Researchers have developed an end-to-end drug discovery pipeline for malaria by using the next generation artificial intelligence (AI).
Malaria is one of the oldest infectious diseases that still causes a lot of health problems in many tropical countries, according to the research published in the journal Scientific Reports.
Plasmodium falciparum, the most dangerous human malaria parasite, is about half a million deaths a year, said researchers from Insilico Medicine Taiwan.
Plasmodium falciparum causes malaria in humans by destroying human hemoglobin through falcipain-2 (FP2).
Inhibitors of FP2 block hemoglobin destruction and parasite development, suggesting that FP2 inhibition promises a target for antimalarial therapy, researchers said.

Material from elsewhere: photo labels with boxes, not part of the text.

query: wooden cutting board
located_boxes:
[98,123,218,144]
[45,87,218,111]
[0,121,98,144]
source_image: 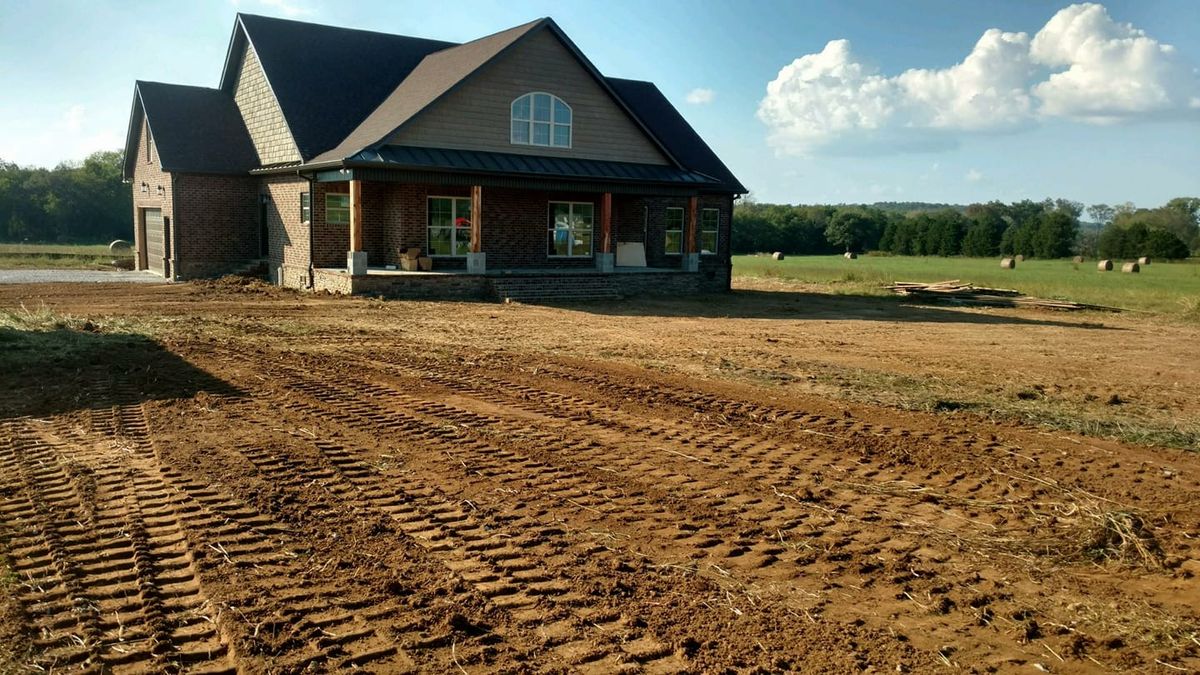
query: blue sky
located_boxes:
[0,0,1200,205]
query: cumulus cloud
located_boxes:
[688,86,716,106]
[758,4,1200,154]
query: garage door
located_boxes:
[142,209,166,274]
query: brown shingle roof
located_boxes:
[313,19,548,162]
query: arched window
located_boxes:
[511,91,571,148]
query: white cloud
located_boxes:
[1030,4,1200,123]
[758,4,1200,154]
[688,86,716,106]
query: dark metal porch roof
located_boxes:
[346,145,720,187]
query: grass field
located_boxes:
[733,255,1200,321]
[0,244,132,269]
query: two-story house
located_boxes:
[125,14,746,297]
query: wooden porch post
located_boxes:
[600,192,612,253]
[470,185,484,253]
[684,197,700,253]
[467,185,487,274]
[682,197,700,271]
[346,179,367,276]
[350,179,362,251]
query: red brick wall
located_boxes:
[130,119,175,279]
[175,174,260,279]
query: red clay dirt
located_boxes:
[0,283,1200,673]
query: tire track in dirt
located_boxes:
[199,343,936,664]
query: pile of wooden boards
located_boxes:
[887,279,1121,312]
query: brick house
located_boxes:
[125,14,746,297]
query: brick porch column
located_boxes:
[346,179,367,276]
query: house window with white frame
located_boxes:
[700,209,721,256]
[662,207,683,256]
[427,197,470,257]
[548,202,595,258]
[509,91,572,148]
[325,192,350,225]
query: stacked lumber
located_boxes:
[886,279,1121,312]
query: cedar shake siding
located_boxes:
[388,30,667,165]
[233,42,300,166]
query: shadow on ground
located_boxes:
[547,289,1124,330]
[0,327,242,419]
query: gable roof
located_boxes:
[314,17,678,166]
[221,13,455,161]
[125,82,258,179]
[608,77,748,195]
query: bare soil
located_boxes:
[0,281,1200,673]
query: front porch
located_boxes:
[313,267,725,301]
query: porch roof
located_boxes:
[331,145,720,187]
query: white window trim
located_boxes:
[326,192,354,225]
[696,209,721,256]
[546,199,596,261]
[509,91,575,150]
[662,207,688,256]
[425,195,475,258]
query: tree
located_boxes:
[1087,204,1116,226]
[826,209,875,251]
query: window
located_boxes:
[325,193,350,225]
[700,209,721,256]
[510,91,571,148]
[664,207,683,256]
[550,202,594,258]
[427,197,470,256]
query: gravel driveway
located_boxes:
[0,269,166,283]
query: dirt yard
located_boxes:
[0,277,1200,673]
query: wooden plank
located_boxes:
[600,192,612,253]
[350,180,362,251]
[684,197,700,253]
[470,185,484,253]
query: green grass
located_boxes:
[0,244,132,269]
[733,256,1200,321]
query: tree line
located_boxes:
[732,197,1200,259]
[0,151,133,244]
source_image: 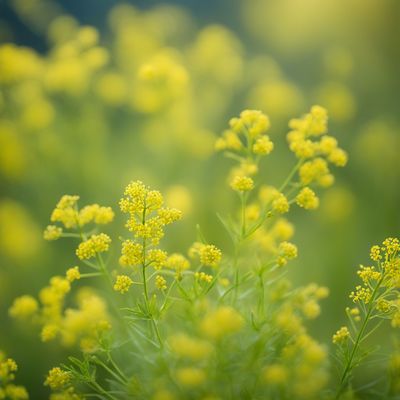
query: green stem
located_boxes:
[278,158,304,192]
[336,274,384,399]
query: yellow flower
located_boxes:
[156,275,167,290]
[44,367,71,390]
[231,175,254,192]
[194,271,213,283]
[278,242,297,266]
[114,275,133,294]
[200,244,222,267]
[272,193,290,214]
[119,240,143,266]
[76,233,111,260]
[332,326,350,344]
[253,135,274,156]
[43,225,62,240]
[296,187,319,210]
[66,267,81,282]
[370,245,382,261]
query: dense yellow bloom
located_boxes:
[370,245,382,261]
[382,238,400,257]
[332,326,350,344]
[165,253,190,276]
[231,176,254,192]
[44,367,71,390]
[168,333,213,360]
[357,265,382,284]
[9,295,39,318]
[114,275,133,294]
[60,290,111,353]
[76,233,111,260]
[229,110,271,138]
[296,187,319,210]
[200,306,244,339]
[155,275,167,290]
[119,240,143,266]
[66,267,81,282]
[349,285,372,304]
[43,225,62,240]
[0,383,29,400]
[272,192,290,214]
[278,242,297,266]
[253,135,274,156]
[146,249,167,269]
[194,271,213,283]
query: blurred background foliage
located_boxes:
[0,0,400,398]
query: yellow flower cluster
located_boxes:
[9,267,110,352]
[332,326,350,344]
[44,367,71,390]
[287,106,347,187]
[76,233,111,260]
[277,242,297,266]
[155,275,167,290]
[114,275,133,294]
[296,186,319,210]
[0,351,29,400]
[43,225,62,240]
[231,175,254,192]
[9,295,39,319]
[215,110,274,192]
[194,271,213,283]
[48,195,114,231]
[65,267,81,282]
[119,181,181,246]
[333,238,400,391]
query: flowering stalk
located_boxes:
[333,238,400,399]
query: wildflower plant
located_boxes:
[9,106,400,400]
[0,351,29,400]
[332,238,400,398]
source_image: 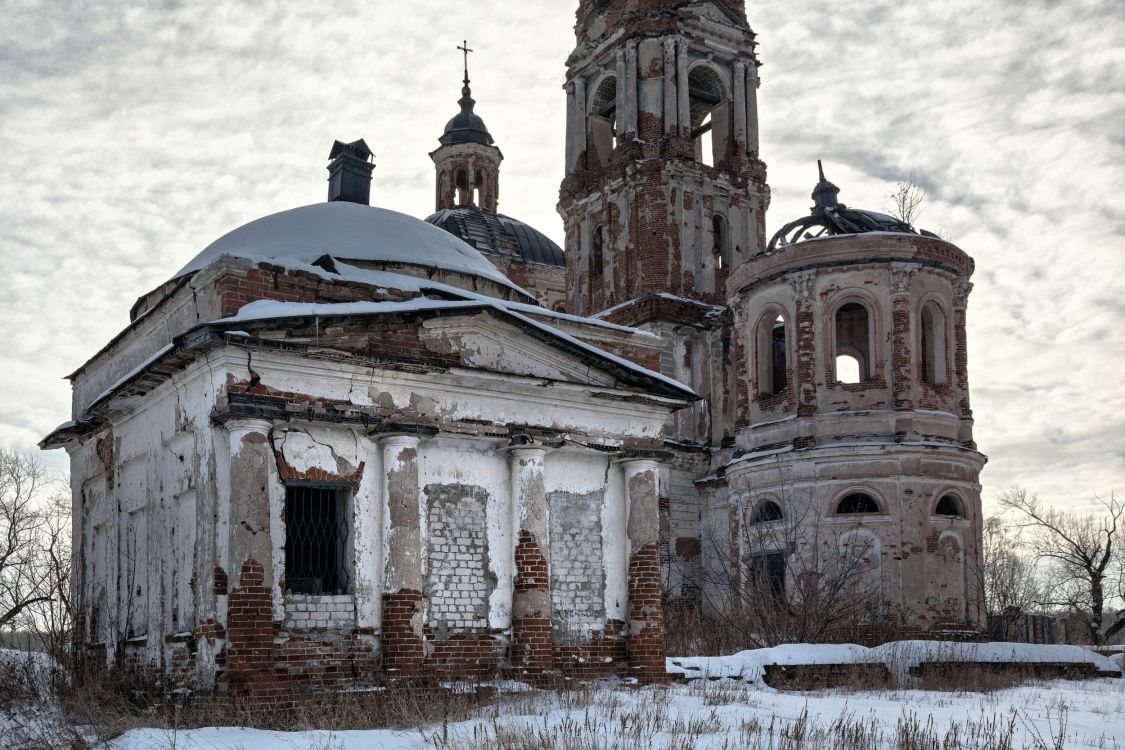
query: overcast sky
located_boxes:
[0,0,1125,517]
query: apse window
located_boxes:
[835,302,872,383]
[285,485,351,596]
[836,493,879,516]
[836,354,862,383]
[752,500,782,524]
[934,495,965,518]
[757,315,789,396]
[749,552,785,599]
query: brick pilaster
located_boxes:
[510,448,555,674]
[622,459,667,683]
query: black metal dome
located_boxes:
[425,206,566,266]
[766,161,937,253]
[440,79,494,146]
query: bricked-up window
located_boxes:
[285,485,351,595]
[934,495,965,518]
[590,226,605,278]
[835,302,872,382]
[587,75,618,164]
[836,493,879,516]
[757,315,789,396]
[918,302,946,386]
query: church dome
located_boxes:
[174,201,527,295]
[767,162,937,253]
[425,206,566,268]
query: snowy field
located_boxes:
[101,679,1125,750]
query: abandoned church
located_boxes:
[42,0,986,701]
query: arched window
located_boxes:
[473,171,485,207]
[934,495,965,518]
[587,75,618,164]
[757,315,789,396]
[750,500,783,524]
[711,214,730,270]
[453,170,473,206]
[687,65,730,166]
[918,302,946,386]
[836,493,879,516]
[590,225,605,278]
[836,302,872,382]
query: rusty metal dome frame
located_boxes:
[766,161,937,253]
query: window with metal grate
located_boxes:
[285,485,351,595]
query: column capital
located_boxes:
[223,417,273,435]
[375,433,421,449]
[614,450,674,468]
[368,422,441,440]
[500,435,551,459]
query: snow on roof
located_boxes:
[254,257,659,338]
[174,201,523,291]
[212,296,699,400]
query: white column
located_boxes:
[624,39,640,134]
[218,418,275,602]
[574,76,587,157]
[352,435,386,630]
[566,81,582,174]
[614,48,629,138]
[735,60,746,152]
[746,65,758,153]
[676,39,692,136]
[509,445,554,671]
[664,36,680,134]
[379,435,425,669]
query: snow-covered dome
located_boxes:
[174,201,527,293]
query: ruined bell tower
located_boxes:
[558,0,770,596]
[559,0,770,315]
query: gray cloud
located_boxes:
[0,0,1125,506]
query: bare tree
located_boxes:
[979,516,1043,633]
[1000,489,1125,645]
[0,449,71,656]
[888,173,926,226]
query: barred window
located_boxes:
[285,485,351,595]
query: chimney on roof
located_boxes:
[329,138,375,206]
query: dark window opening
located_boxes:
[836,302,872,382]
[588,76,618,164]
[285,485,351,595]
[753,500,782,524]
[836,493,879,516]
[749,552,785,600]
[770,315,789,396]
[919,302,946,386]
[935,495,964,518]
[757,315,789,396]
[590,226,605,278]
[711,214,730,270]
[453,170,473,206]
[687,65,730,166]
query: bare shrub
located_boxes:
[665,492,905,656]
[1000,489,1125,645]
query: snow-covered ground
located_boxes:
[105,679,1125,750]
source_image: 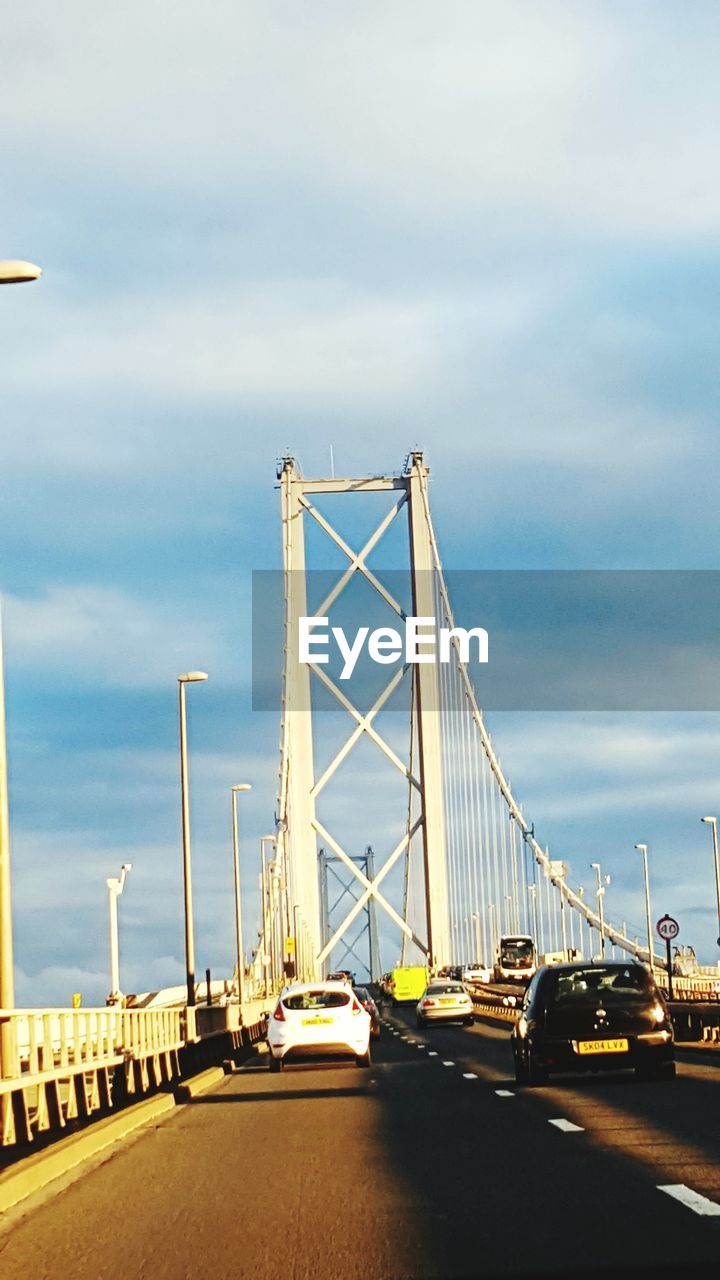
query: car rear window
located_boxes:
[550,964,655,1005]
[283,991,350,1009]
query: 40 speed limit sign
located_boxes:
[655,915,680,942]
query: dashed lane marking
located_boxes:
[657,1183,720,1217]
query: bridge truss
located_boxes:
[268,452,662,978]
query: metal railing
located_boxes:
[0,1007,188,1147]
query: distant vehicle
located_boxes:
[352,987,380,1039]
[415,978,474,1028]
[461,963,492,982]
[268,980,370,1071]
[328,969,355,986]
[511,961,675,1084]
[493,933,537,982]
[389,965,428,1005]
[673,946,698,978]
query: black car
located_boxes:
[352,987,380,1039]
[511,961,675,1084]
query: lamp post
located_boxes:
[471,911,486,964]
[105,863,132,1005]
[635,845,655,974]
[700,818,720,947]
[0,272,42,1078]
[178,671,208,1007]
[591,863,605,960]
[231,782,252,1005]
[528,884,539,952]
[488,902,500,960]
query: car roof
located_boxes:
[538,956,648,973]
[281,978,347,996]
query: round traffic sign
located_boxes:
[655,915,680,942]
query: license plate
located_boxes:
[578,1039,628,1053]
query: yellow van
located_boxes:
[389,965,428,1005]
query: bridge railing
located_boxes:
[0,1007,187,1147]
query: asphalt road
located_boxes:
[0,1010,720,1280]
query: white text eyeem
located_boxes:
[297,616,488,680]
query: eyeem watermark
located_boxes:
[297,614,488,680]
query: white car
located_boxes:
[462,964,492,983]
[415,978,474,1027]
[268,982,372,1071]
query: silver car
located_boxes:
[415,980,474,1028]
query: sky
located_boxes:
[0,0,720,1005]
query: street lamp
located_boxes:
[0,259,42,284]
[635,845,655,973]
[105,863,132,1005]
[700,818,720,947]
[0,260,41,1076]
[470,911,486,964]
[591,863,610,960]
[178,671,208,1006]
[231,782,252,1005]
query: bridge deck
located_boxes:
[0,1010,720,1280]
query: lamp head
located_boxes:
[0,259,42,284]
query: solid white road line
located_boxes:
[657,1183,720,1217]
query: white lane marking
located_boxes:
[657,1183,720,1217]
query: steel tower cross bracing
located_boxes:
[277,453,450,974]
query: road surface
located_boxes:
[0,1009,720,1280]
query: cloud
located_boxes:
[4,585,226,689]
[3,0,720,236]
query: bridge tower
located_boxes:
[277,452,451,975]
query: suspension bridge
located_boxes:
[0,451,720,1280]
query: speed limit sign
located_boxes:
[655,915,680,942]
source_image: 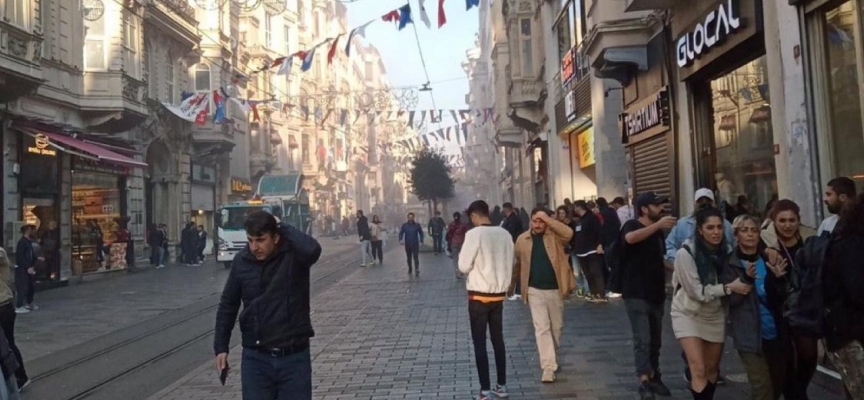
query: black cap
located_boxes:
[633,192,669,208]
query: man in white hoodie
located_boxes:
[459,200,514,400]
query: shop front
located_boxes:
[797,0,864,193]
[673,0,779,219]
[189,163,216,255]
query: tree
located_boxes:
[408,147,456,212]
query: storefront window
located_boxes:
[820,1,864,182]
[72,172,127,273]
[711,56,777,215]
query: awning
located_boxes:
[18,128,147,168]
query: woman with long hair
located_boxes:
[670,207,752,400]
[822,193,864,400]
[762,199,819,400]
[722,214,791,400]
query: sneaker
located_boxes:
[639,381,655,400]
[646,373,672,396]
[492,385,510,399]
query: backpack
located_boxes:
[783,236,831,338]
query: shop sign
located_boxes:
[561,48,576,86]
[231,178,252,194]
[27,133,57,157]
[576,127,597,168]
[676,0,742,68]
[72,156,129,175]
[621,88,669,143]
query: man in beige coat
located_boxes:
[510,207,576,383]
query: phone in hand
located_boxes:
[219,361,231,386]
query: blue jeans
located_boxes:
[240,349,312,400]
[570,254,589,294]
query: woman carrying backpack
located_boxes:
[762,199,819,400]
[669,208,752,400]
[722,214,793,400]
[822,193,864,400]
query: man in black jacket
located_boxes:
[214,211,321,400]
[357,210,373,267]
[573,200,606,302]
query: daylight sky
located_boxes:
[344,0,478,153]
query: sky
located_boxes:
[343,0,479,153]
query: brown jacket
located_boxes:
[513,220,576,303]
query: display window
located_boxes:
[697,56,777,219]
[72,172,128,273]
[807,0,864,186]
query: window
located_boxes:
[264,13,273,49]
[83,17,108,71]
[165,53,177,104]
[195,64,210,92]
[300,134,309,164]
[123,10,140,78]
[519,18,534,77]
[3,0,32,29]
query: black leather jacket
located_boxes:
[213,224,321,354]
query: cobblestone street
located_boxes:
[143,248,839,400]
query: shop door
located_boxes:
[628,133,674,206]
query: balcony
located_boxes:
[507,78,545,107]
[81,71,149,133]
[0,20,44,103]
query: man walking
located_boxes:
[357,210,372,267]
[214,211,321,400]
[399,213,423,276]
[818,176,856,236]
[458,200,513,400]
[501,202,525,300]
[620,192,676,400]
[573,200,607,303]
[15,224,39,314]
[429,211,447,256]
[513,207,576,383]
[446,212,468,279]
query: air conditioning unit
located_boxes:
[4,221,27,250]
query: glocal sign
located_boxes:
[676,0,742,68]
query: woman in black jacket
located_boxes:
[722,214,792,400]
[822,193,864,400]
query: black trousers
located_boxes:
[468,300,507,390]
[0,301,27,384]
[15,267,36,308]
[372,240,384,263]
[405,243,420,272]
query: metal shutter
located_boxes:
[629,132,673,202]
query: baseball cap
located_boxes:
[693,188,714,201]
[633,192,669,208]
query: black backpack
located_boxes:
[783,235,831,338]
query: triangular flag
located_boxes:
[399,3,414,31]
[345,19,375,57]
[438,0,447,29]
[381,10,399,22]
[419,0,432,29]
[327,35,342,65]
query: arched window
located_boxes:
[195,64,210,92]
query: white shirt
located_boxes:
[459,226,515,293]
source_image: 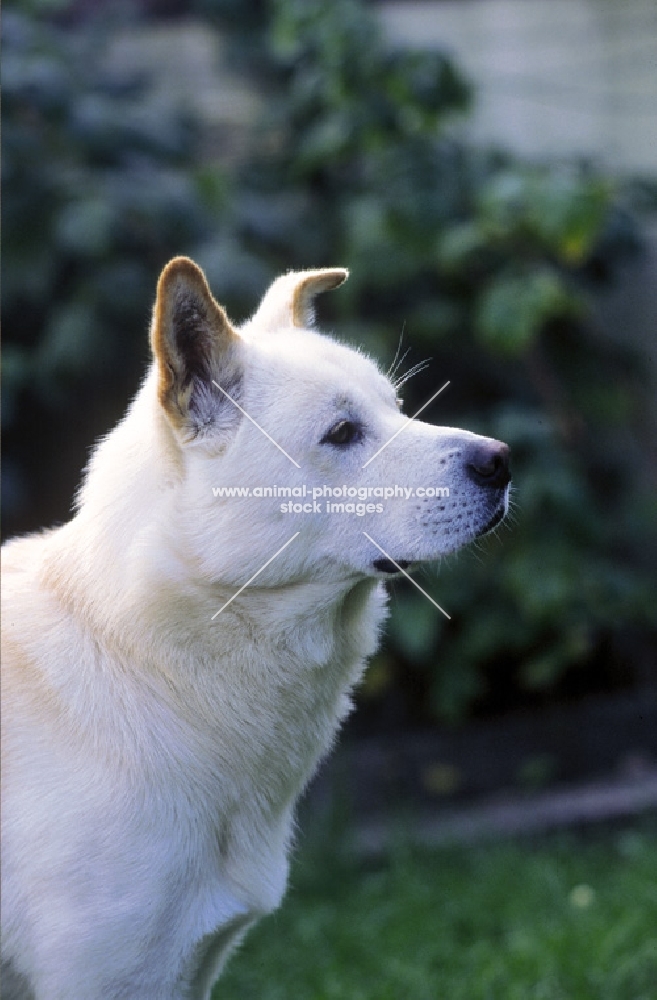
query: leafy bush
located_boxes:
[3,0,657,719]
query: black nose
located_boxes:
[465,438,511,489]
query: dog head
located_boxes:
[151,258,510,587]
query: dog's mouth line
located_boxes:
[372,559,411,573]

The control of malaria has been protected by increasing resistance of malaria parasites to available drugs, they said.
New antimalarial drugs, ideal directed against new targets, are urgently needed.
To encounter this challenge, researchers from Insilico Taiwan have extensively studied the mechanisms by which the protease inhibitors E64 approaches, interacts with, and inhibits FP2.
The effectiveness of E64, the mechanism of action, makes E64 and its derivatives a potential cause for treating diseases with high levels of cysteine proteases as a primary cause.
Results of the study have shown that the pocket of FP2 is located at the center of FP2.
This suggests that the antimalarial drug design that is not only a finding drug candidates is tight, but also consider the need for a drug candidate to be able to be able to be able to be banned. .
"Insilico Taiwan is happy to present the work on malaria, which can potentially help save millions of lives," said Artur Kadurin, CEO of Insilico Medicine in Taiwan.
Results of the study confirm that E64 is able to inhibit FP2, and that the factors of E64 are extremely favorable.